Durante casi dos años sigue las huellas de sor Mary Angel, una benedictina que visita familia por familia. La acompaña para aprender la lengua, la pastoral, todo. Hasta que ella se traslada a otra ciudad, dejándole ante un gran interrogante: «¿Y qué hago yo?». La respuesta llega puntual porque el Ayuntamiento confía a la parroquia la gestión de un pequeño comedor: entonces, por la mañana trabaja en la cocina y por la tarde visita a las familias. Pero todo se ensancha de nuevo cuando una mujer pobre le pide que le dé clases de inglés a su hijo: empieza con ese niño y llega a tener a su alrededor a setenta chavales, muchos de los cuales viven en la calle, que empiezan a pasar las tardes con él, entre clases de inglés, matemáticas, guitarra y baloncesto. «Se convirtió en un oratorio, el lugar parroquial para los jóvenes».

La casa de Ana. En 1998, Corea atraviesa una fuerte crisis financiera y las fábricas cierran una tras otra. Un tal Mateo, coreano, se presenta en la parroquia: «Tengo un restaurante de tres plantas. Sé que trabajas para dar de comer a los pobres. Si quieres, te cedo una planta para tu comedor». «¿Por qué lo haces?». «Soy católico, pero rezo poco. Quiero hacerlo en memoria de mi madre, Ana, y me gustaría rezar por ella de esta manera».
Nace la “Casa de Ana”. Un comedor que da de cenar dos veces por semana. Cuando el padre Vincenzo les pregunta a sus invitados: «¿Dónde comes mañana?», la respuesta es: «No como». Entonces se pasa a tres cenas, luego a cuatro. Hasta abarcar la semana entera, dando de cenar a 500 personas. Poco a poco, llega gente que ofrece su tiempo y su trabajo voluntario: por esta gratuidad existe hoy un ambulatorio, un peluquero dos veces por semana, un centro de solidaridad que ayuda a buscar trabajo, un abogado, cursos para desintoxicarse del alcohol, duchas, un dormitorio, reparto de ropa que cosen algunas señoras de la parroquia. Y una pequeña fábrica de shopping bag que da trabajo a 15 sin techo.
También los chicos de la calle acuden al comedor y, cada noche, el padre Vincenzo los mira alejarse por los caminos, aquí que en invierno se llega a veinte grados bajo cero: «Nos vemos mañana». No lo puede soportar. «¿Qué significa “nos vemos mañana”? Ellos necesitan ser cuidados, porque son amados y creados para ser felices». Alquila una pequeña casa con dos habitaciones, donde los chicos empiezan a vivir con una única condición: que estudien. «Algunos son huérfanos, otros rechazados por sus familias o han huido a causa de la violencia sufrida. Aquí el número de las separaciones es altísimo: en el 90% de los casos los hijos se asignan al padre y la nueva mujer no los acepta». Hoy cuida de cuarenta chicos, distribuidos entre un centro de primera acogida («en un primer momento intentamos acercarles a sus familias»), dos casas para los que estudian, y otra para quien quiere trabajar.

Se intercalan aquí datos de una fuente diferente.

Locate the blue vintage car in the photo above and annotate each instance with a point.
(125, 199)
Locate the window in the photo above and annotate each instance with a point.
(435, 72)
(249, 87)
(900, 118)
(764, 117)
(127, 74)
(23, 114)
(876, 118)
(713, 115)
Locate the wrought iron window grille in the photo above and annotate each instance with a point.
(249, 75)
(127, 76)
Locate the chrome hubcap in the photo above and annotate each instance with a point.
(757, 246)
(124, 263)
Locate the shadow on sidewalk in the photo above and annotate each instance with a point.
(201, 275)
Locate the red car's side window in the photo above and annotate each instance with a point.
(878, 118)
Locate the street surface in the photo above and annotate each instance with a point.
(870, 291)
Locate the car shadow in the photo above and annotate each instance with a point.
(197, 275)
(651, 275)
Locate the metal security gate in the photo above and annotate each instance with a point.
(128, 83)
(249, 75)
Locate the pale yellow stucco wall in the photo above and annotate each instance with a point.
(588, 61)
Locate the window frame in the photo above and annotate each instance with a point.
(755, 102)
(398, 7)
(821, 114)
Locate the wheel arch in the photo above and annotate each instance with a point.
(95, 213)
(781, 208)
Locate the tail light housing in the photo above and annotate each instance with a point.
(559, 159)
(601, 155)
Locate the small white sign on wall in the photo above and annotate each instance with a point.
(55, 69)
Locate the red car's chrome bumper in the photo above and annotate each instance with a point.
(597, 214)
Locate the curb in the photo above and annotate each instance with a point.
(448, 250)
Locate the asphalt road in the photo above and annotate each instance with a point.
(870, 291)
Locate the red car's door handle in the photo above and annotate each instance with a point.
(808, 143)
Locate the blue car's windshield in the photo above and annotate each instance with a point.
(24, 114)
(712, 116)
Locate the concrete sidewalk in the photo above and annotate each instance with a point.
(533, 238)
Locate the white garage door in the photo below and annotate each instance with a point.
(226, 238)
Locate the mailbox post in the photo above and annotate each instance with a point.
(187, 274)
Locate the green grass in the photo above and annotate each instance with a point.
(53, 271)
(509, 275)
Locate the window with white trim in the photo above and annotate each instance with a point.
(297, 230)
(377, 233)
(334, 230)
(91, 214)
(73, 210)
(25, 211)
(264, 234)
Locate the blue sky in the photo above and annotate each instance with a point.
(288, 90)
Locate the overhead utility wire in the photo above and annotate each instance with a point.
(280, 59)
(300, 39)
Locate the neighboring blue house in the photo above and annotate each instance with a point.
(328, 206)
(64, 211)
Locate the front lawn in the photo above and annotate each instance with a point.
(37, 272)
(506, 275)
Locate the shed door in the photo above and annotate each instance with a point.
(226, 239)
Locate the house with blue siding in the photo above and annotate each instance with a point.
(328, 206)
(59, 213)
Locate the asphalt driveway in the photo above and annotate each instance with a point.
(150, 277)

Un fracaso. «Lo que se hace es siempre insuficiente. Pero yo hago mi parte, no la de Dios. Es Él quien lleva a cabo su obra». No acepta cumplidos. «Mi vida es un fracaso. Ayudo a los pobres y los pobres no hacen más que aumentar. Los veo morir, veo a los chicos que toman caminos malos. Pero la verdad es que Cristo me ha cautivado y yo quiero seguir sus pasos. Me siento amado y quiero amar. Soy feliz. Porque él está vivo y yo lo puedo encontrar cada día en mi camino». De estos años recuerda el don de los nuevos bautizados, pero también las calumnias y las denuncias. La sociedad coreana está muy orgullosa de sí y de su economía, que se cuenta entre las diez primeras del mundo. «No acepta fácilmente a un extranjero que se ocupa de los pobres, porque delata su debilidad». Por este motivo está muy agradecido de que le hayan asignado el Premio. «Lo que pasa aquí se convierte en un signo de la presencia del Señor para el hombre moderno».
En Corea los cristianos son el 25%, los católicos el 10%. La mayoría de las personas conocen poco la Iglesia católica. Sin embargo, la expectativa de la visita del Papa Francisco es grande. «No solo en las parroquias, donde se está estudiando la Evangelii Gaudium y rezando cada día por la visita. También la sociedad civil lo espera: se habla de él y la gente quiere escucharle». Como sus voluntarios, que son un pueblo (350 fijos, otros tantos que van y vienen), formado por cristianos, budistas, no creyentes.
Y él, en medio de ellos, espera al Papa perseverando en esas «tres o cuatro pequeñas cosas que hacen grande mi vida». Cocina toda la tarde para preparar la cena. Comparte con los voluntarios la hinchazón de las piernas, los zapatos manchados de aceite y la inclinación ante los pobres en la verja de la entrada, y eso quita todo el cansancio. También él se inclina delante de cada uno: «Bienvenido, estás en tu casa». Cuando acaba, pone en orden las cosas y se va a visitar a los chavales en sus casas-familia. Pasa un rato de tiempo con ellos, los escucha, les da a cada uno una caricia y les desea las buenas noches. Vuelve a la comunidad cuando ya es de noche, agotado, justo a tiempo de «atar los cabos antes de ir a la cama», como él dice: «Vuelvo a poner mi vida en el corazón del Señor. Reparo en los grandes favores que me ha concedido durante el día. Los sacos de arroz inesperados, el amigo recién conocido, los chicos que siguen bien... Ese es el momento más bello de mi misión». En la oscuridad y la soledad de su habitación. «Soy yo quien tiene que convertirse mirando las maravillas que obra Dios. Nos lo recordó el Papa citando a san Francisco: “Predicad, predicad sin cansaros nunca, y, si sirve, hacedlo también con las palabras”. Se testimonia con la vida».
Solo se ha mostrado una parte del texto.